One of the most notable parts of Nestle’s announcement on Tuesday was its hints at future M&A activity. Nestle said it had decided to focus its “capital spending” on “advancing high-growth food and beverage categories such as coffee, petcare, infant nutrition and bottled water”. Capital investment to expand organically or inorganically in these areas is a sign of a change of emphasis at Nestle. 

The company will also look to expand its presence in “high-growth geographic markets” and “pursue growth opportunities in consumer healthcare”.

The scheduling of the CHF20bn share buy-back programme, which starts next month, is set to be affected by Nestle’s M&A agenda. “The volume of monthly share buybacks will depend on market conditions but is likely to be backloaded in 2019 and 2020 to allow the pursuit of value-creating acquisition opportunities,” Nestle said.

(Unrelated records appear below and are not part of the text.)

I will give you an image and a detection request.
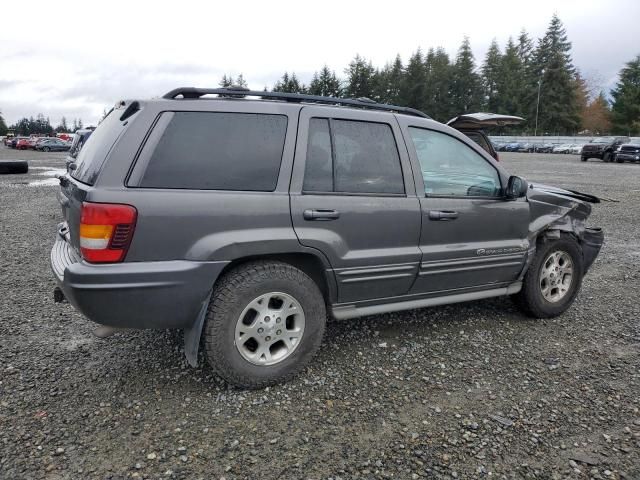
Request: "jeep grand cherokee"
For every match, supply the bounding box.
[51,88,603,388]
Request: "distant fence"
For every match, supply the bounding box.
[489,135,640,145]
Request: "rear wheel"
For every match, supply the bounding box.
[514,235,583,318]
[205,262,326,388]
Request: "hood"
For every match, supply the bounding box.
[447,112,524,130]
[527,183,600,235]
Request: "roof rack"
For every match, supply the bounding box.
[162,87,431,118]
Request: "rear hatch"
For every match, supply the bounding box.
[447,112,524,130]
[57,101,140,253]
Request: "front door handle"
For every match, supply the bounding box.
[429,210,458,221]
[302,209,340,220]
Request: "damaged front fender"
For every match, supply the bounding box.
[527,184,604,273]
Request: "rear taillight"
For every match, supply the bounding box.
[80,202,138,263]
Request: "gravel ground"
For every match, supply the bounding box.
[0,147,640,480]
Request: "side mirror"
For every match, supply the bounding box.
[505,175,529,200]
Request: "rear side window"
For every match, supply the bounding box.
[71,113,128,185]
[140,112,287,191]
[303,118,404,194]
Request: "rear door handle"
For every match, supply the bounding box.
[429,210,458,221]
[302,209,340,220]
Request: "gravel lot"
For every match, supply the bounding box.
[0,146,640,480]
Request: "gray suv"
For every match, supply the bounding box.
[51,88,603,388]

The mention of consumer healthcare in Nestle’s announcement on Tuesday could be significant. Kepler Cheuvreux analyst Jon Cox highlighted the company’s comments on consumer healthcare as “something that could point to acquisitions in consumer health areas, such as vitamins and over the counter medicines, where Nestle has not shown interest previously”.

No doubt between now and then – and for the rest of this calendar year – the market will be abuzz with speculation of where Nestle and Schneider. Sanford Bernstein analyst Wood’s appraisal of the prospects of moves by Nestle to reshape its portfolio were not changed by the Maggi maker’s announcement on Tuesday. He rates the chance of “major” re-shaping at 10% but says it is “100%” some minor work will be done.

“We do not believe that Nestle’s portfolio is substantially flawed, and we therefore did not expect any major announcements of disposals, or moves into new areas,” Wood said. “Our view remains that [minor re-shaping] was already happening, as evidenced by the strategic review of the US confectionery business. We believe it is more likely to pursue bolt-on M&A within adjacent categories and/or markets, or to build on the presence it already has.”

Others have been suggesting a more transformational deal. Kepler Cheuvreux’s Cox this week repeated an assertion Nestle could approach Danone, if, as some reports have suggested, the French group is the next target of activists.

“The food industry is going through unprecedented upheaval, which could trigger a takeover bid for Danone, we believe, as players look to bulk up to
avoid being taken over themselves. In the event of any hostile takeover bid emerging for Danone, we believe that Nestle could emerge as a white
knight. Culturally, the companies are similar with a focus on growth and nutrition, compared to the cost cutting model seen in North America (as
personified by 3G). Building a European champion with a growth and sustainable model in food could make such a move politically acceptable,” Cox said.

In any case, change is happening at Nestle. In some senses, Third Point was pushing at an open door.